【推しの子】もしも星野アイの隣人が天才外科医だったら〜命を救う、その先へ〜 作:ペンギンって可愛いですよね
コンコン。
応接室のドアがゆっくりと開く。
「失礼します」
担任の先生に促され、アクアとルビーが部屋へ入ってきた。
しかし、いつもの二人とは様子がまるで違っていた。
アクアは普段と同じ無表情を保っているものの、どこか気まずそうに視線を落としている。
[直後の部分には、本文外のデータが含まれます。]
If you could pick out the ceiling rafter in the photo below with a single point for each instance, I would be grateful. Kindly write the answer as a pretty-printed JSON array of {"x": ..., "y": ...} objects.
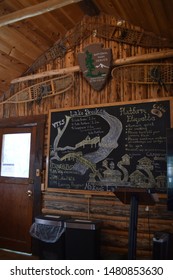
[{"x": 34, "y": 10}]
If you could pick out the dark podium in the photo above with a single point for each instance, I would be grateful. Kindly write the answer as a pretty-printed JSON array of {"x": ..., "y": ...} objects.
[{"x": 134, "y": 197}]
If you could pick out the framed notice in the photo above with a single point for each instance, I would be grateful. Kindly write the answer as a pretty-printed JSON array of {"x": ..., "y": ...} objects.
[{"x": 105, "y": 147}]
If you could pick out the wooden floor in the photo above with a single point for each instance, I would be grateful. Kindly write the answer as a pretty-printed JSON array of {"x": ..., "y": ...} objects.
[{"x": 11, "y": 255}]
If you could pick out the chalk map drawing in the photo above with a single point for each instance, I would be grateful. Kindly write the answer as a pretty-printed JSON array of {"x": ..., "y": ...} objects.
[{"x": 92, "y": 149}]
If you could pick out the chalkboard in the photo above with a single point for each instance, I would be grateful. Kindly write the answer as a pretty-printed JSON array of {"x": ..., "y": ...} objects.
[{"x": 105, "y": 147}]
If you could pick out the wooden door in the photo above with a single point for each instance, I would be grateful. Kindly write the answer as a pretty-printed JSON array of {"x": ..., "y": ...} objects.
[{"x": 20, "y": 196}]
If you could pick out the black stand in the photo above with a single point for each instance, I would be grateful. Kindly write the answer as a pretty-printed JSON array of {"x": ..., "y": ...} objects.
[{"x": 134, "y": 197}]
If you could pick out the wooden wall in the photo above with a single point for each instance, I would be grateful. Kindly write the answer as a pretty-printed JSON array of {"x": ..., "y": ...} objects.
[{"x": 105, "y": 207}]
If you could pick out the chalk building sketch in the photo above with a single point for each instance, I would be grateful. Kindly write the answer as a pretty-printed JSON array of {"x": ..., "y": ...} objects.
[{"x": 106, "y": 147}]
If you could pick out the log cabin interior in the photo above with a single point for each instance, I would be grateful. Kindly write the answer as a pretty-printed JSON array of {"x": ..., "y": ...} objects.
[{"x": 89, "y": 84}]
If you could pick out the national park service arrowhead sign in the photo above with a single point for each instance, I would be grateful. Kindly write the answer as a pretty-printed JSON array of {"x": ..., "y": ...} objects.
[{"x": 95, "y": 63}]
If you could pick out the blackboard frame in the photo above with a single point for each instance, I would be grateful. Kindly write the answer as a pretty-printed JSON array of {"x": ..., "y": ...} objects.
[{"x": 78, "y": 113}]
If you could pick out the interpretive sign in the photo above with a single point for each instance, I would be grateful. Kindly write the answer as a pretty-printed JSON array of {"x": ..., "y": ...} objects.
[{"x": 105, "y": 147}]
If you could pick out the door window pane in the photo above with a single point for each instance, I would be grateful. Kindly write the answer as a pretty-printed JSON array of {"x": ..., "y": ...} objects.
[{"x": 15, "y": 155}]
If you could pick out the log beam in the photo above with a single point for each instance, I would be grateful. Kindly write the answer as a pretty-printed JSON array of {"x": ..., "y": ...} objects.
[
  {"x": 35, "y": 10},
  {"x": 144, "y": 57},
  {"x": 117, "y": 62}
]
一方のルビーは、壱護とミヤコの姿を見た瞬間、肩をぴくりと震わせた。
(怒られる……)
そんな思いが頭をよぎっているのが、表情からも伝わってくる。
先ほどまで友達と笑いながら遊んでいたとは思えないほど、二人とも小さく萎縮していた。
「こっちへおいで」
先生に言われ、二人は壱護たちの前へ並ぶ。
ルビーは緊張のあまり、アクアの服の裾をぎゅっと握り締める。
その小さな手は少し震えていた。
アクアも静かに息を吐く。
(さすがにやり過ぎたか……)
幼稚園で芥川龍之介の小説を読んでいたこと。
ルビーへ中学数学を教えていたこと。
園児たちへ文字や算数を教えていたこと。
その結果、一つのクラス全体の学力を底上げしてしまったこと。
普通の四歳児なら、まず起こり得ない出来事だった。
部屋にはしばらく静かな空気が流れる。
園長も担任も、二人のあまりの萎縮ぶりにどう声を掛ければいいか迷っていた。
そんな空気を壊したのは壱護だった。
「アクア」
穏やかな声で名前を呼ぶ。
「……はい」
「ルビー」
「……はい」
返事はどちらも小さい。
特にルビーは今にも泣き出しそうな表情だった。
その姿を見た担任の先生は慌てて口を開く。
「あ、あの!」
「そんなに緊張しなくても大丈夫よ」
「怒るために呼んだわけじゃないから」
「本当に心配しなくていいの」
優しく笑い掛けるが、それでもルビーは俯いたままだった。
ミヤコはその様子を見て苦笑する。
「完全に怒られると思ってるわね」
「みたいだな」
壱護も思わず笑ってしまう。
「そんなに俺、怖いか?」
アクアは首を横に振る。
「別に」
ルビーも小さく首を横に振った。
「……怖くない」
「じゃあ、どうしてそんなに縮こまってるんだ?」
その問い掛けに、ルビーは恐る恐る顔を上げる。
「……怒ってる?」
消え入りそうな声だった。
その一言で、部屋の空気が少しだけ和らぐ。
壱護は思わず吹き出した。
「ははは」
「怒ってないよ」
「……本当?」
「ああ、本当だ」
「むしろ先生たちも困ってるだけで、怒ってるわけじゃない」
その言葉を聞き、ルビーは少しだけ肩の力を抜いた。
それでもアクアの服は握ったままだった。
壱護はそんな二人を見て優しく微笑む。
「ただな」
「どうしてこんなことになったのか、それだけ教えてほしい」
「理由が分かれば、それで十分だ」
ルビーは隣のアクアを見上げる。
アクアも小さく頷き、一歩前へ出た。
「俺が説明する」
応接室の全員の視線がアクアへ集まる。
「全部、俺が原因だ」
その一言に、園長も担任も、壱護もミヤコも静かに耳を傾けた。
アクアは一度だけルビーの方を見る。
ルビーは不安そうな表情で見返してくる。
「ルビーは悪くない」
「全部、俺が始めたことだから」
そう言ってアクアはゆっくりと事情を話し始めた。